Les intérêts des entreprises et la promotion du consumérisme ont conduit à une grande crise sur la planète et dans le monde politique aujourd’hui. Un arrêt de la Cour suprême adopté en 2010 a supprimé les limites du financement des campagnes politiques par les entreprises. C’est hors de contrôle, et nous, le peuple, avons perdu le contrôle. Une réforme du financement des campagnes électorales est urgente, pour empêcher qu’un parti politique soit acheté par des intérêts privés.

Car, oui, on peut acheter des votes ici, et il semble pour l’instant que le parti qui prend le contrôle de la Maison-Blanche ce lundi (20 janvier 2025) est, manifestement, le parti des milliardaires.

Nous sommes entrés dans une nouvelle ère où la colère et le fait de dresser les gens les uns contre les autres, avec l’aide des réseaux sociaux et de la désinformation, ont pris le dessus .

On en revient donc au bon vieux pouvoir de l’argent, cette fois-ci conjugué avec le nouveau pouvoir immense du numérique. Jusqu’où l’extrême-droite trumpiste réussira-t-elle à faire reculer la démocratie états-unienne? La réponse reste entièrement à venir.

Au Canada et au Québec

Le Canada et le Québec ne sont pas à l’abri de ces forts vents de droite, au contraire. Tant au fédéral que dans les provinces, des personnalités politiques bien en vue jouent abondamment de la rhétorique présentant l’Autre et les contre-pouvoirs, dont les milieux syndicaux et progressistes, comme la grande menace existentielle à la Nation.

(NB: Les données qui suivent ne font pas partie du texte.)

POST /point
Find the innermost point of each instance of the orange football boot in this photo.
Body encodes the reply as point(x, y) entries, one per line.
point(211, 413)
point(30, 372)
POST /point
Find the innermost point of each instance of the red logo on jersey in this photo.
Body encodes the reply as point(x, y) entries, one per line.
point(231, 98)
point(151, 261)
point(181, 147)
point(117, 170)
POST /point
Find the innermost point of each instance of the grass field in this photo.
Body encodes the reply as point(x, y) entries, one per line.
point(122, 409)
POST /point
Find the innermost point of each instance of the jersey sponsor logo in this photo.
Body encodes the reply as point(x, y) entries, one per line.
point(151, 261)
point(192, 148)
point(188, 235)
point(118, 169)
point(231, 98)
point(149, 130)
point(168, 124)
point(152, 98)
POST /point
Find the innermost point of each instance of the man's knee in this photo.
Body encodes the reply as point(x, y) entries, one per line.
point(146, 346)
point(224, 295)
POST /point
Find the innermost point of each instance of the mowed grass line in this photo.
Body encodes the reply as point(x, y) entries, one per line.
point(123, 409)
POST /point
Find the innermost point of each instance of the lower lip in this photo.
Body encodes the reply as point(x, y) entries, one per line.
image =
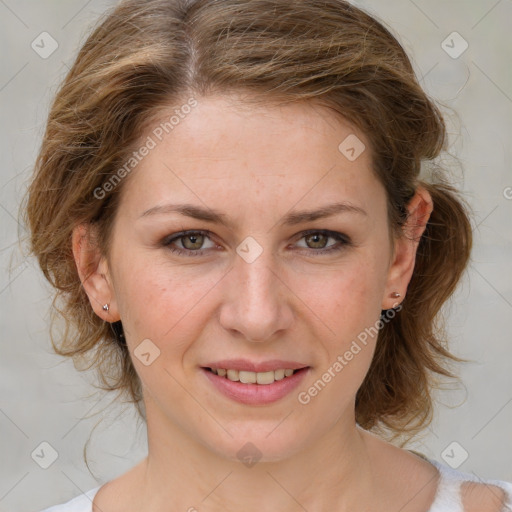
point(256, 394)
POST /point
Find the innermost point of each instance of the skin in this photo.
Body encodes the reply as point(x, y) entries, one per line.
point(289, 303)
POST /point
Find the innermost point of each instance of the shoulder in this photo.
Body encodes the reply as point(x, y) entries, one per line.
point(484, 497)
point(469, 493)
point(82, 503)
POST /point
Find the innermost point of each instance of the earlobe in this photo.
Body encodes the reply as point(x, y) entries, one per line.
point(401, 269)
point(93, 271)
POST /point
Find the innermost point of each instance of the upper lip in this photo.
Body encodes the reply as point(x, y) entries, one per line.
point(250, 366)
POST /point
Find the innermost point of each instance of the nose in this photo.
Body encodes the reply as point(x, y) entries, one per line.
point(257, 303)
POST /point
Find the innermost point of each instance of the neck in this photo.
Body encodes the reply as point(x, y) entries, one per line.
point(183, 474)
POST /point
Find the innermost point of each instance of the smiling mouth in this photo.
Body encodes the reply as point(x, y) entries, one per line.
point(247, 377)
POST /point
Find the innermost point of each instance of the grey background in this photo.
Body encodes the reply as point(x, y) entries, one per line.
point(43, 398)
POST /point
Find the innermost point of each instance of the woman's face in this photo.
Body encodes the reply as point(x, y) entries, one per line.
point(256, 279)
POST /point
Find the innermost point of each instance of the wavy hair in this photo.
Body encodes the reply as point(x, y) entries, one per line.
point(146, 55)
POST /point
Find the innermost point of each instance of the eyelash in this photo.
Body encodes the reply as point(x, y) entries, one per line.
point(343, 241)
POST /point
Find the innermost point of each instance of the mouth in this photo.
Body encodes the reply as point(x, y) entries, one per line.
point(248, 377)
point(255, 388)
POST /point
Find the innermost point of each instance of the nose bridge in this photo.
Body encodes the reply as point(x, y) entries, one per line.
point(256, 306)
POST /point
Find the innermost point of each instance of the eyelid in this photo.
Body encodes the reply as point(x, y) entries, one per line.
point(342, 239)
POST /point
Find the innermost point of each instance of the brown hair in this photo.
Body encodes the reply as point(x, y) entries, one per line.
point(147, 55)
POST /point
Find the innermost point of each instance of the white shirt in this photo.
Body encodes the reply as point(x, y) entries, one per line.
point(448, 497)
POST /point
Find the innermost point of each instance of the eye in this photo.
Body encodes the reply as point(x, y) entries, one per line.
point(192, 242)
point(317, 239)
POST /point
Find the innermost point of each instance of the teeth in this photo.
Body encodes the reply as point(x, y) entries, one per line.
point(253, 377)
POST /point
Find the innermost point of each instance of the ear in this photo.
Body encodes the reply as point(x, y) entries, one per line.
point(94, 273)
point(401, 268)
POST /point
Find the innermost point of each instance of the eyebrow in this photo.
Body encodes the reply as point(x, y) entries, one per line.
point(290, 219)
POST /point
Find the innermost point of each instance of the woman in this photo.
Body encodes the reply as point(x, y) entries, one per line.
point(228, 201)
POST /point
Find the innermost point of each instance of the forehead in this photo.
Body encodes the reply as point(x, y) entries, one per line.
point(238, 154)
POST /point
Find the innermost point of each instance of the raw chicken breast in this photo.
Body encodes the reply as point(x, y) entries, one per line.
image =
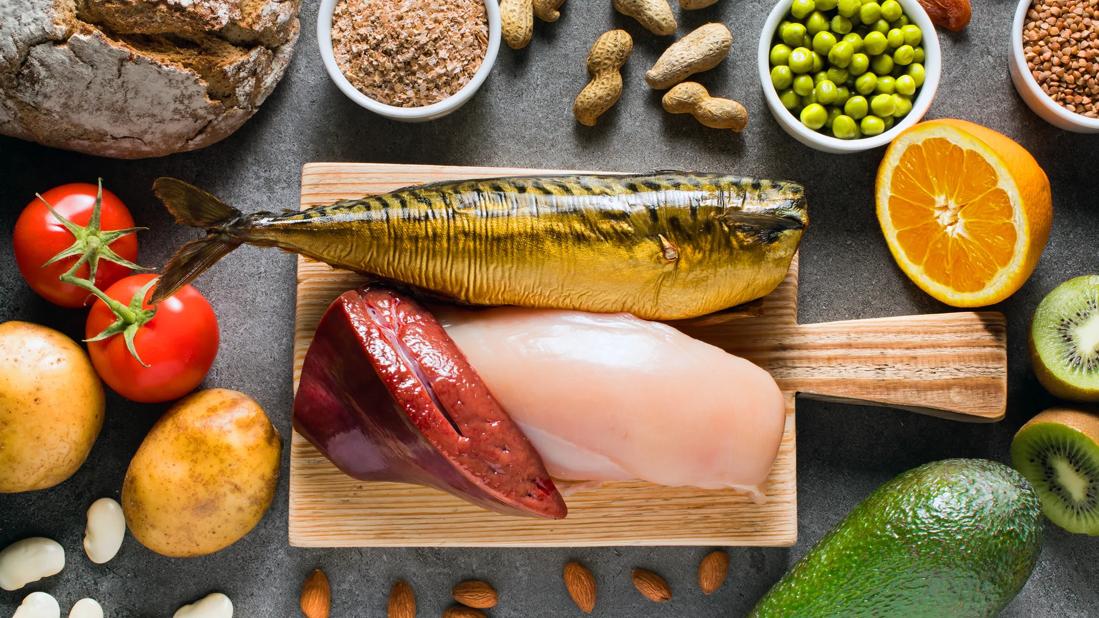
point(613, 397)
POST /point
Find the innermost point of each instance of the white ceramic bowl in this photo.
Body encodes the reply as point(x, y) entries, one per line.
point(1032, 94)
point(408, 114)
point(932, 65)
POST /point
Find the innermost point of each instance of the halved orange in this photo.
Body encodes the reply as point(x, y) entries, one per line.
point(966, 211)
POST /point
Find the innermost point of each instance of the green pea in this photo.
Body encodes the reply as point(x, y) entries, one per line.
point(912, 34)
point(814, 116)
point(825, 92)
point(866, 84)
point(883, 105)
point(792, 33)
point(848, 8)
point(856, 107)
point(881, 65)
point(844, 128)
point(837, 75)
point(855, 40)
point(803, 85)
point(869, 12)
point(801, 8)
point(823, 42)
point(789, 99)
point(841, 24)
point(906, 85)
point(781, 77)
point(917, 73)
point(901, 106)
point(875, 43)
point(895, 39)
point(872, 125)
point(859, 63)
point(891, 10)
point(903, 55)
point(817, 22)
point(801, 59)
point(779, 54)
point(841, 54)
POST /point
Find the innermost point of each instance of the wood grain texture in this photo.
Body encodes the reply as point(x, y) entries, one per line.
point(951, 364)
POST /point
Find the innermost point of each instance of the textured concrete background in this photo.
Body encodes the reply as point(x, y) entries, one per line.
point(522, 118)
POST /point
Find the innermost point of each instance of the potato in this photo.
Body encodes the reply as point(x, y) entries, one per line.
point(51, 407)
point(204, 475)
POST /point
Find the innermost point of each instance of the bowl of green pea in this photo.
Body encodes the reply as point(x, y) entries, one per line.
point(845, 76)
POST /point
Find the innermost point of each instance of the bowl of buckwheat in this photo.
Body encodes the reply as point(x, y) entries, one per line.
point(409, 59)
point(1055, 62)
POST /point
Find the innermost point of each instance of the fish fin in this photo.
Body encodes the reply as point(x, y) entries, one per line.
point(191, 261)
point(191, 206)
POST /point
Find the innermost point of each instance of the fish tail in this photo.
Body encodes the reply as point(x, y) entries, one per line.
point(191, 206)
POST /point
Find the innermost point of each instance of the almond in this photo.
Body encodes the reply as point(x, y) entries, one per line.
point(315, 595)
point(475, 593)
point(401, 600)
point(712, 571)
point(462, 611)
point(651, 585)
point(580, 584)
point(952, 14)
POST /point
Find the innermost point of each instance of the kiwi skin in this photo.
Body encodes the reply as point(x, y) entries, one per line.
point(1083, 426)
point(1048, 378)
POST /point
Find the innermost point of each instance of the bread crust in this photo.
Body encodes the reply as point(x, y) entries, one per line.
point(139, 78)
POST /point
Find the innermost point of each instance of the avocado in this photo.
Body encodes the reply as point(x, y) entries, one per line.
point(953, 538)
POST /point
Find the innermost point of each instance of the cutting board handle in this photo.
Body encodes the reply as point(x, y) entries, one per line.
point(951, 365)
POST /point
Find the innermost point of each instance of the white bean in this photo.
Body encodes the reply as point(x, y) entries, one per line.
point(214, 605)
point(86, 608)
point(39, 605)
point(30, 560)
point(107, 527)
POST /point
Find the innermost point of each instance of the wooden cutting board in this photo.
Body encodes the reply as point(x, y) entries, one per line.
point(951, 364)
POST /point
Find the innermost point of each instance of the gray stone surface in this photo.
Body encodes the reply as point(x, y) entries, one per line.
point(522, 118)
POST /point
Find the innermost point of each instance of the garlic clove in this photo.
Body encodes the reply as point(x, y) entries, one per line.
point(39, 605)
point(106, 529)
point(214, 605)
point(29, 561)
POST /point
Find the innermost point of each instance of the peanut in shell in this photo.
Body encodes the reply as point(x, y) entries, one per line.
point(701, 50)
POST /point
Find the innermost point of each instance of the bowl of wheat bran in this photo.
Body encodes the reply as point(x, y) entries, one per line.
point(409, 59)
point(1055, 62)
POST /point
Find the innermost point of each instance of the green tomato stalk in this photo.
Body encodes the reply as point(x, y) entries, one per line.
point(92, 244)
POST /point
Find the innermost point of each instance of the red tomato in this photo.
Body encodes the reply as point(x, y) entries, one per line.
point(178, 344)
point(40, 236)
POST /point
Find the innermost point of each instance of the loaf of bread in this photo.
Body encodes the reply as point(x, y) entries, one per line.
point(139, 78)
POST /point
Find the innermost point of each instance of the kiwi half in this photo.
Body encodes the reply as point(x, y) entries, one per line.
point(1065, 340)
point(1056, 451)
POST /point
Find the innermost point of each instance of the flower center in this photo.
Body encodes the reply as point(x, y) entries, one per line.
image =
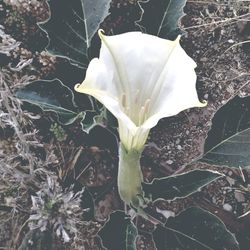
point(138, 113)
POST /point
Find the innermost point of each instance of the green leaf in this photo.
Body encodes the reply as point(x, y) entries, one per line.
point(228, 141)
point(119, 232)
point(52, 96)
point(72, 25)
point(194, 229)
point(100, 117)
point(161, 17)
point(179, 186)
point(37, 240)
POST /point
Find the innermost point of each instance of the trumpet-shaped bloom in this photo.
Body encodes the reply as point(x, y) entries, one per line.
point(140, 79)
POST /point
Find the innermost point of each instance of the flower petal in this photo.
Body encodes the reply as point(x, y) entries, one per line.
point(99, 84)
point(177, 90)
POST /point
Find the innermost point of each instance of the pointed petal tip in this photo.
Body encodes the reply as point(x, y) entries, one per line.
point(101, 33)
point(202, 104)
point(77, 87)
point(178, 38)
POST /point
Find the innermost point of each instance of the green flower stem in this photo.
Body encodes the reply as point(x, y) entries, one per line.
point(130, 176)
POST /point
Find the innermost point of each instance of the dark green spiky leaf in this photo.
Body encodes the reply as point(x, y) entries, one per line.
point(119, 232)
point(71, 26)
point(228, 141)
point(51, 96)
point(194, 229)
point(100, 117)
point(177, 186)
point(37, 240)
point(161, 17)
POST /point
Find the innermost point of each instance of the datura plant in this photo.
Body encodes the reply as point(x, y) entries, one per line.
point(140, 79)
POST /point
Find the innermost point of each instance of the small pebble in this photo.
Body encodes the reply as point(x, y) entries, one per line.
point(227, 207)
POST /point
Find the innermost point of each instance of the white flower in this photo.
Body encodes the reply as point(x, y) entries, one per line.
point(140, 79)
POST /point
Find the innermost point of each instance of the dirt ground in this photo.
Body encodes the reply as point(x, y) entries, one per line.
point(215, 36)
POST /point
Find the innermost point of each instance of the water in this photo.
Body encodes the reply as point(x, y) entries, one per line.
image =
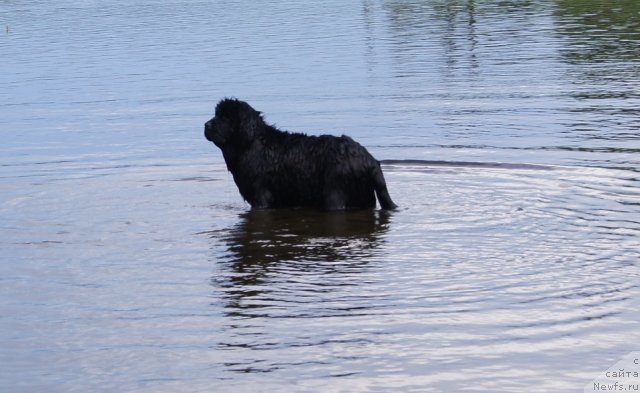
point(130, 263)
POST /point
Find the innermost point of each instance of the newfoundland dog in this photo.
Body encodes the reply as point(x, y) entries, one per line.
point(275, 169)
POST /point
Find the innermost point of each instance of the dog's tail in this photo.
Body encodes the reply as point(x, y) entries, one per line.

Globalement, un processus d’effritement démocratique est aussi observé ici depuis quelques années déjà : alors que le Canada avait coutume de figurer dans les cinq pays les plus démocratiques au monde, l’Indice de démocratie canadien a chuté en 2021 et le pays est passé, cette année-là, de la 5e position à la 12e position, puis à la 13e position en 2023 et à la 14e position en 2024. De jamais vu depuis les débuts de l’indicateur.

Selon les analyses, ce recul navigue sur des courants similaires à ce que l’on voit aux États-Unis, mais ils demeurent propres aux spécificités sociales, politiques et économiques du Canada et du Québec.

La diminution de l’adhésion populaire à la démocratie

D’abord, la même tendance culturelle s’observe ici, surtout depuis la pandémie : la part des personnes qui ne croient plus en la démocratie comme forme d’organisation politique la plus légitime augmente constamment. Et moins la population croit en la démocratie comme étant le meilleur système politique, plus grandes sont les probabilités qu’elle soutienne un leader à saveur autoritaire.

Les difficultés socioéconomiques vécues par une part grandissante des ménages (inflation, risques de perte d’emploi, crise du logement, etc.) sont, ici comme aux États-Unis, au cœur de l’enjeu. Cela nous ramène immanquablement à l’égalité des chances, à nos services publics et parapublics, au filet social et à nos solidarités. Or, ceux-ci sont sévèrement mis à mal par des décennies de politiques néolibérales, qui se déploient encore actuellement avec beaucoup de vigueur : réformes déstructurantes et austérité budgétaire, alors que les besoins et les défis auxquels nous devons répondre augmentent constamment.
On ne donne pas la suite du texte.